Abstract
A previous study has shown that children with localized aggressive periodontitis (LAP) demonstrate a lipopolysaccharide (LPS) hyper-responsiveness in addition to elevated levels of systemic LPS when compared to periodontally healthy children.
Purpose
The objective of this study was to evaluate whether periodontal therapy modulates systemic LPS levels, and whether LPS levels may influence clinical outcomes.
Methods
Peripheral blood samples and clinical parameters [probing depth (PD), clinical attachment levels (CAL), percent sites greater than four mm, bleeding on probing (BoP), and visible plaque (P)], were collected from 29 LAP patients prior to as well as three, six, and 12 months following scaling and root planning and systemic antibiotics. Serum LPS levels were quantified using a chromogenic assay.
Results
Twenty-five patients were compliant with the prescribed antibiotic treatment and demonstrated a significant reduction in LPS as well as overall PD, CAL, and plaque at all time points post-therapy. Additionally LPS reductions correlated with reductions in PD, CAL, and plaque.
Conclusions
LAP therapy with antibiotics plays an important role in reducing systemic LPS levels. Since LPS is a key mediator of the LAP hyper-inflammatory response, its systemic reduction is especially important for the successful management of these children.
Keywords: inflammatory response, localized aggressive periodontitis (LAP), antibiotics
INTRODUCTION
Aggressive Periodontitis (AgP) is a rare but highly destructive form of periodontal disease.

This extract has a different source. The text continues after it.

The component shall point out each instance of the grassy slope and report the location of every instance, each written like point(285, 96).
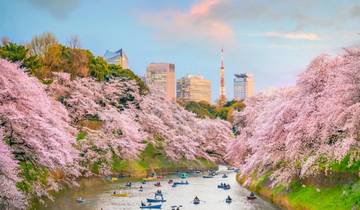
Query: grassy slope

The disease is most commonly found at an early age and is characterized by rapid development along with a familial predisposition1. When localized, it is referred to as localized aggressive periodontal disease (LAP), which affects primarily first molars and incisors with a higher bone-destruction to plaque ratio than observed in chronic periodontitis1, 2. It has been documented that African-Americans have a higher incidence of LAP3, 4, and that siblings of affected individuals are more susceptible to this disease5, 6. We have demonstrated that individuals with LAP, and to a lesser extent their siblings, react to periodontopathic bacteria with a unique hyper-active inflammatory response7.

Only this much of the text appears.